Asma: esclareça dúvidas sobre medicamentos que tratam a doença

Broncodilatadores não evitam as crises e são apenas uma parte do tratamento

POR CAROLINA SERPEJANTE - ATUALIZADO EM 27/07/2016

Segundo o Ministério da Saúde, a doença mata cerca de 2,5 mil pessoas por ano. De acordo com as Diretrizes da Sociedade Brasileira de Pneumologia e Tisiologia para o Manejo da Asma, estima-se que existam mais de 22 milhões de asmáticos no Brasil. Anualmente, ocorrem cerca de 160 mil internações pela doença no país, sendo a quarta causa de hospitalizações no Brasil. Esse número pode diminuir se a asma for controlada corretamente, não só melhorando o ambiente em que o paciente vive, como ministrando os medicamentos adequados - em sua maioria oferecida gratuitamente pela rede pública de saúde.

Para entender como funcionam os remédios para asma, é preciso ter em mente que o pulmão do asmático é diferente de um pulmão saudável. "É como se os brônquios do paciente fossem mais sensíveis, mais inflamados, e reagissem ao menor sinal de irritação", explica o pneumologista Roberto Rodrigues Junior. Se pensarmos em uma pessoa sem a doença, ela sofrerá uma falta de ar quanto estiver exposta a grandes irritações, como a fumaça de um incêndio. "Diante desse quadro, o organismo da pessoa identifica os agentes irritantes e faz com que a musculatura que existe em volta do brônquio se contraia, fechando o órgão e impedindo que o ar contaminado entre nos pulmões", diz o pneumologista Roberto. O mesmo processo acontece com um paciente que tem asma, só que os gatilhos para causar uma irritação nos brônquios são bem menos graves, como a poeira. Por isso é importante que ele faça um tratamento adequado e medicamentoso, tanto para controlar uma crise quanto para evitar que elas aconteçam. Quer entender melhor?
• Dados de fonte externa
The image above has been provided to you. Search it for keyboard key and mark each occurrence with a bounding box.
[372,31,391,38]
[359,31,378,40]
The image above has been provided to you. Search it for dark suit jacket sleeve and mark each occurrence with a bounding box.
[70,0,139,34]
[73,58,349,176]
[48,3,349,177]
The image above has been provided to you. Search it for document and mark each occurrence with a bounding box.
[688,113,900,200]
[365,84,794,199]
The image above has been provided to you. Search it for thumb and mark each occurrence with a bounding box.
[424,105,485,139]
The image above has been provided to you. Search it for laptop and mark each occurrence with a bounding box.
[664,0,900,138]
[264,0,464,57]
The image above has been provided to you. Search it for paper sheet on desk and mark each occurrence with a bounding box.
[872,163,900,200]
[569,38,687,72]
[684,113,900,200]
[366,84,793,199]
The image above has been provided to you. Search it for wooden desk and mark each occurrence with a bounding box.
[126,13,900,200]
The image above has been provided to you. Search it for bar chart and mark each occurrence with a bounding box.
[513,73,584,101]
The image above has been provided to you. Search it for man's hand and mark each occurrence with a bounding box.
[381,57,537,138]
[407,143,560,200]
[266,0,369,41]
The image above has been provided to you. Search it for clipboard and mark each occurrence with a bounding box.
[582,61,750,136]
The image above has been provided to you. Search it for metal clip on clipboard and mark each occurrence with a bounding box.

Veja abaixo o que dizem os nossos especialistas.

Existe mais de um tipo de medicação?

Sim, existem diferentes remédios para tratar a asma, que podem ser ministrados por diversas vias. Os mais utilizados são os corticoides, que podem ser aplicados por inalação ou via oral. "No entanto, os medicamentos orais são evitados no caso da asma, pois qualquer remédio quando ingerido vai para a nossa corrente sanguínea, chegando a todas as partes do corpo em vez de apenas nos pulmões, aumentando o risco de efeitos colaterais", lembra o pneumologista Roberto. Por via inalatória, os corticoides são absorvidos somente pelos pulmões, tratando o problema de forma localizada. As inalações são feitas com inaladores portáteis, por meio de sprays ou em forma de pó, que é inalado por meio de um instrumento próprio. O tempo de ação pode ser de quatro, doze ou 24 horas, e o espaço entre as inalações varia conforme esse intervalo. De acordo com o especialista, 95% dos casos de asma podem ser controlados com o uso de corticoides.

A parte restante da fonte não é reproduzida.